American legal scholar

Emily L. Sherwin is the Frank B. Ingersoll Professor of Law at the Cornell Law School. At Cornell, her specialties include "jurisprudence, property, and remedies".

Sherwin did her undergraduate studies at Lake Forest College in Illinois, graduating in 1977. She earned her J.D. from the Boston University School of Law in 1981. She also has a master's degree in philosophy, earned in 2015 from the Sage School of Philosophy at Cornell University.
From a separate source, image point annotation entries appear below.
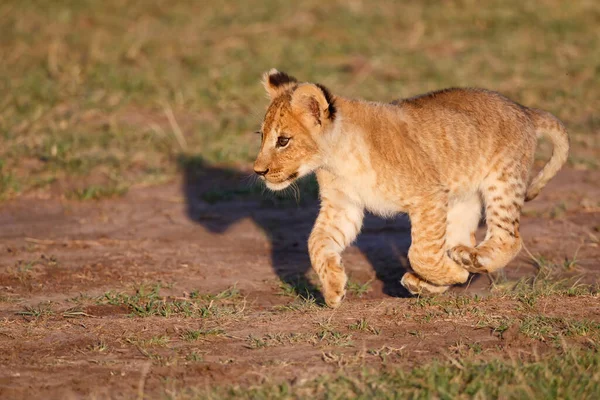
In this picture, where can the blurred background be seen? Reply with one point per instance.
(98, 96)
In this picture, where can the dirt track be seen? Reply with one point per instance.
(60, 257)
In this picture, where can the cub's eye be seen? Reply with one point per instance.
(282, 141)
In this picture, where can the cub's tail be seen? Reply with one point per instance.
(547, 125)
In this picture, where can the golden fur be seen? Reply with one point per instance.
(438, 157)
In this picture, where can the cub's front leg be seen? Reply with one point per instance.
(337, 225)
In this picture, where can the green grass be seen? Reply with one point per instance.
(110, 93)
(147, 301)
(571, 375)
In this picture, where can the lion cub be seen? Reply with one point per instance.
(438, 157)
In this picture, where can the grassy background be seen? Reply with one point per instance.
(99, 95)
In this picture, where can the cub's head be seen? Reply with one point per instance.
(296, 119)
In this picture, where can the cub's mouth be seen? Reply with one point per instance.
(282, 184)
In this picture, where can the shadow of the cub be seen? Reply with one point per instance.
(287, 222)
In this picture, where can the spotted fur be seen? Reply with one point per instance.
(440, 157)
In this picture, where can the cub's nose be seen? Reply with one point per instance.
(262, 173)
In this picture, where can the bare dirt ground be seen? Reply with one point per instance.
(206, 278)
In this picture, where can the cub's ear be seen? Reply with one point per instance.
(314, 103)
(276, 82)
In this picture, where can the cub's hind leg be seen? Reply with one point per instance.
(435, 271)
(504, 196)
(464, 215)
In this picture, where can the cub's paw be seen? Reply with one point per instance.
(468, 258)
(418, 286)
(334, 284)
(334, 298)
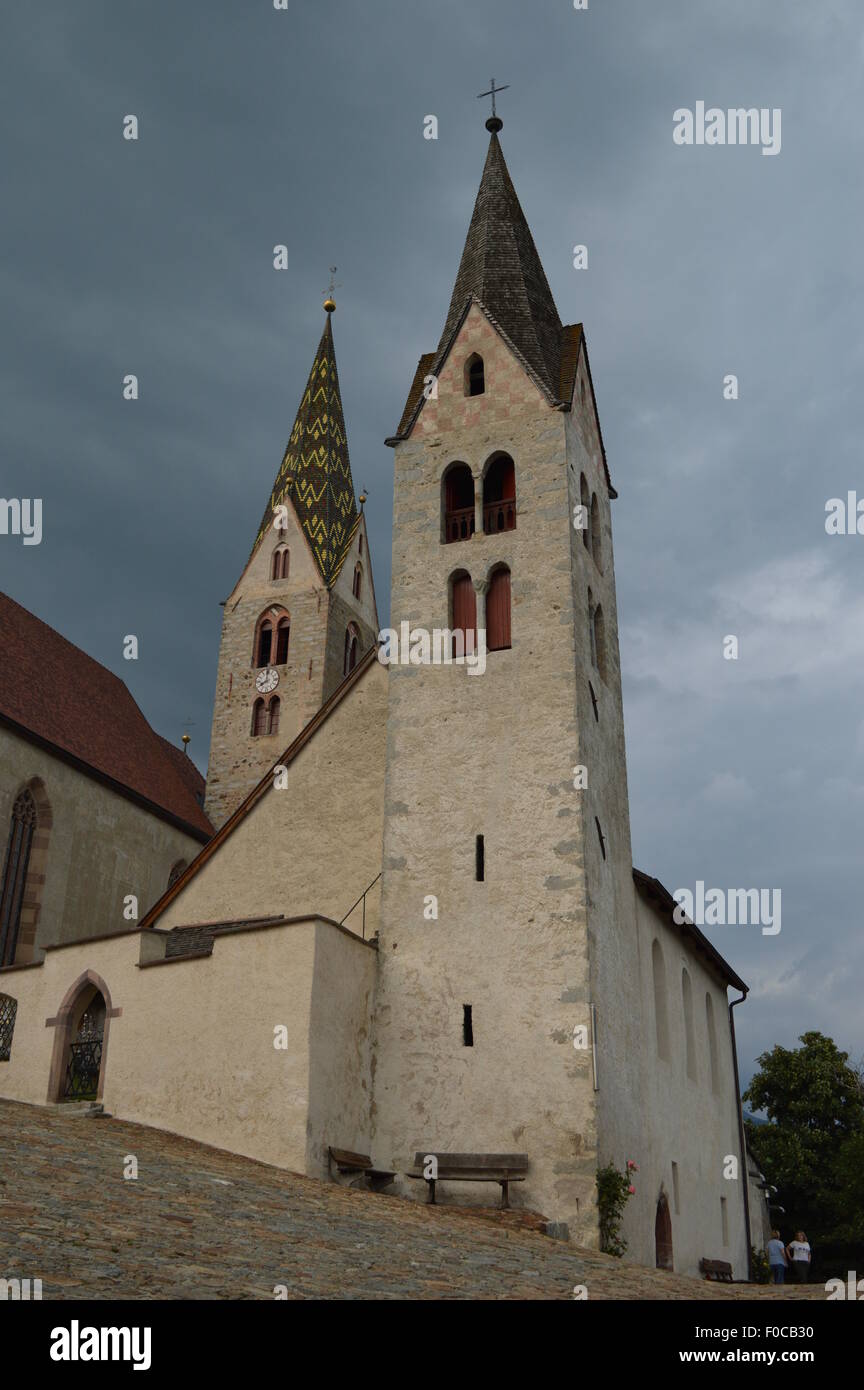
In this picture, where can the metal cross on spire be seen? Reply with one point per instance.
(492, 92)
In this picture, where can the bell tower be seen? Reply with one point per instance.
(507, 904)
(303, 610)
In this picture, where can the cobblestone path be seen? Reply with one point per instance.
(202, 1223)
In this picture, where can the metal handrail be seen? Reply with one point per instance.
(361, 900)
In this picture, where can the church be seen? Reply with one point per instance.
(416, 927)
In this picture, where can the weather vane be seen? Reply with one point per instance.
(492, 92)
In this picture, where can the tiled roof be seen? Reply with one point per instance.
(54, 692)
(502, 268)
(316, 471)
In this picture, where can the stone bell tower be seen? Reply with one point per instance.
(507, 875)
(303, 610)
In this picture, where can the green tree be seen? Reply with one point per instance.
(813, 1147)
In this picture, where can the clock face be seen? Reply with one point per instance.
(267, 680)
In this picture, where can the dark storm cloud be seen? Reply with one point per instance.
(306, 128)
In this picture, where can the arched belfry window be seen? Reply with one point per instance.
(457, 503)
(497, 610)
(475, 375)
(499, 495)
(9, 1009)
(585, 503)
(281, 563)
(595, 533)
(463, 613)
(14, 873)
(352, 647)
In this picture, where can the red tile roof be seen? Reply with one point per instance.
(54, 692)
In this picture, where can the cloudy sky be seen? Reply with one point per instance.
(304, 127)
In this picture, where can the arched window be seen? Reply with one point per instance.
(585, 503)
(177, 869)
(463, 613)
(282, 641)
(499, 495)
(596, 626)
(259, 719)
(459, 503)
(14, 873)
(713, 1055)
(352, 642)
(661, 1016)
(497, 610)
(9, 1009)
(686, 998)
(281, 565)
(475, 377)
(274, 715)
(595, 533)
(266, 637)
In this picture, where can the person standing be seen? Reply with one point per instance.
(777, 1258)
(799, 1254)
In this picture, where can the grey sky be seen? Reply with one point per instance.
(306, 128)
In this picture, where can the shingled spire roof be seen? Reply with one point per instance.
(502, 268)
(316, 471)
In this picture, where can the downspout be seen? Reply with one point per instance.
(741, 1137)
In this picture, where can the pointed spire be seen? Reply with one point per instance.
(502, 268)
(316, 471)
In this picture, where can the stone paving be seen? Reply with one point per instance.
(202, 1223)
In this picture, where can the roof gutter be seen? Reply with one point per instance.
(741, 1136)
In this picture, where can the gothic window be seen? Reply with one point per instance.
(282, 640)
(475, 375)
(497, 610)
(266, 635)
(661, 1016)
(686, 998)
(457, 503)
(177, 869)
(274, 715)
(259, 719)
(352, 641)
(463, 613)
(281, 563)
(713, 1057)
(9, 1009)
(595, 533)
(14, 873)
(499, 495)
From 1981 to 1982, Sherwin clerked for Massachusetts Supreme Judicial Court chief justice Edward F. Hennessey.
After practicing law for three years in Boston, she taught in the University of Kentucky College of Law from 1985 to 1990, and in the University of San Diego School of Law from 1990 to 2003, before moving to Cornell in 2003. She was named the Ingersoll Professor in 2014.

With Theodore Eisenberg, she is the author of the casebook Ames, Chafee, and Re on Remedies: Cases and Materials.
With Lawrence A. Alexander, she is the author of two books The Rule of Rules: Morality, Rules & the Dilemmas of Law (Duke University Press, 2001)
and Demystifying Legal Reasoning (Cambridge University Press, 2008).